MAP urges Senate to ratify RCEP

The Management Association of the Philippines (MAP) on Tuesday called on lawmakers to immediately ratify the Regional Comprehensive Economic Partnership (RCEP) agreement, which has languished in the Senate more than a year after the previous Philippine president approved it.

The country’s largest business management group said that it “strongly urges” the upper chamber to approve the regional trade agreement, citing as well that it has been signed by other member-economies of the Association of Southeast Asian Nations (Asean).

“We have already lost ten months of ability to compete on equal footing with our Asean and Asian partners already in RCEP in attracting foreign investments as they capitalize on the shift by a number of [multinational corporations] to seek alternative locations for their manufacturing sites,” MAP said.

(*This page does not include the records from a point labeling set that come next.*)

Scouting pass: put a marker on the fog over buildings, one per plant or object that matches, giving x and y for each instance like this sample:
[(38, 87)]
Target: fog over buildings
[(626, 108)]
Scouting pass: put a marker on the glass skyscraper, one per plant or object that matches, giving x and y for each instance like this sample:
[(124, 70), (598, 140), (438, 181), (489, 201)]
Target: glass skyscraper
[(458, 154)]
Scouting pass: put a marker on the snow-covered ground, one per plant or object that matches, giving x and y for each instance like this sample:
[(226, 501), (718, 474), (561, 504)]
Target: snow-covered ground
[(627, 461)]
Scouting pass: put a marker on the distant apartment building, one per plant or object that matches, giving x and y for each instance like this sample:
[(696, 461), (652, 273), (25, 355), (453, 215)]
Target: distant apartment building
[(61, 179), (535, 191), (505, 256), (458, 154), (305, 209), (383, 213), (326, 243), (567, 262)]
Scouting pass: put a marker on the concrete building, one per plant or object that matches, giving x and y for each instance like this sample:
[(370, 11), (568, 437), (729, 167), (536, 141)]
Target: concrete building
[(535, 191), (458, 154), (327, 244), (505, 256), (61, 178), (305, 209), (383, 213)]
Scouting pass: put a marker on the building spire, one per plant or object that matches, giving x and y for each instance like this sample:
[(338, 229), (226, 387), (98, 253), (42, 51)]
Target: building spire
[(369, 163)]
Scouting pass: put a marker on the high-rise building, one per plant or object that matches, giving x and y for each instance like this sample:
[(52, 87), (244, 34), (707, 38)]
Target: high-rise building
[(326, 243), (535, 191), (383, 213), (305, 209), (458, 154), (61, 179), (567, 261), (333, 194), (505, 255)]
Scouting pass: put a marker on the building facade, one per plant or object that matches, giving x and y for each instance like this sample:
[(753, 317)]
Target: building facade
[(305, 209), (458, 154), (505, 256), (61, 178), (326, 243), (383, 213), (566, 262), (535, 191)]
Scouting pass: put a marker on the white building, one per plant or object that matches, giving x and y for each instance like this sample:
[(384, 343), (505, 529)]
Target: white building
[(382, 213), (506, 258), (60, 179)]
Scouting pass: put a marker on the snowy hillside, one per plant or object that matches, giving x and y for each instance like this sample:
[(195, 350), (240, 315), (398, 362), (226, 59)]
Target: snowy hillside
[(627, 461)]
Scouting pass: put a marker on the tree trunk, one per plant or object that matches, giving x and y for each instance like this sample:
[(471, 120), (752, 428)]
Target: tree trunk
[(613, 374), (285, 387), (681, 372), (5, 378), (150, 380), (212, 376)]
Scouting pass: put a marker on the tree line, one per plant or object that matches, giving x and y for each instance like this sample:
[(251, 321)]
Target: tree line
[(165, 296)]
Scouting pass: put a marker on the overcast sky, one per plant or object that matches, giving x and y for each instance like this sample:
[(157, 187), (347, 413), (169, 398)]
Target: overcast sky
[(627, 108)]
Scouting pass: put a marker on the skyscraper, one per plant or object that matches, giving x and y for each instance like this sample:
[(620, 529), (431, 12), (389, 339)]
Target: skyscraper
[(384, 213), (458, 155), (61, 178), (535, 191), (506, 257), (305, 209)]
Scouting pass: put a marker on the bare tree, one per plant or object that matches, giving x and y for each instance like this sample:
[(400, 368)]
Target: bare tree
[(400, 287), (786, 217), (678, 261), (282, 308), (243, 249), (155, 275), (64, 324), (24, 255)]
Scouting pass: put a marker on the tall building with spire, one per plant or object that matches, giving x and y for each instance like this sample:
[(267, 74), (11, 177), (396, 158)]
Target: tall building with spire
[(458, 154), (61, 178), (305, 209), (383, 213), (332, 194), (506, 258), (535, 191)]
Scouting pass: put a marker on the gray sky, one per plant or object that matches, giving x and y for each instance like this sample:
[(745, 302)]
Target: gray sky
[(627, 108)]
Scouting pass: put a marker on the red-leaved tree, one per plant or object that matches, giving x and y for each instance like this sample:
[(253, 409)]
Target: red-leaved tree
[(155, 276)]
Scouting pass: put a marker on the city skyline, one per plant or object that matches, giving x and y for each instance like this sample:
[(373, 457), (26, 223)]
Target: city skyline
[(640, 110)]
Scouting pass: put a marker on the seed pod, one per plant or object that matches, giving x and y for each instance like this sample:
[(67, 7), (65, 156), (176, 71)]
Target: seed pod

The RCEP is a free trade pact among all Asean member-states, as well as six of the regional bloc’s trade partners including Australia, China, Japan, South Korea and New Zealand.

The free trade agreement provides preferential arrangements, including market access, in all participating countries.

MAP said the concerns raised by some critics over the RCEP’s impact on the sensitive agriculture sector were “unfounded and illusory” as government negotiators in RCEP “have repeatedly explained that sensitive agricultural products remain protected under our commitments to the agreement.”

These products include rice, swine meat, poultry meat, potatoes, onions, garlic, cabbages, sugar and carrots, according to MAP.

“Both the [Department of Trade and Industry] and the Department of Agriculture have explained that membership in the agreement opens up further export opportunities for our agricultural products, without exposing ourselves to an imagined flood of farm imports feared by opponents,” the group said.

MAP said that the delay in ratification deprives local producers of exportable products of easier market access to countries which have signed up to RCEP, saying that being a signatory brings with it improved provisions on market access and easier rules of origin.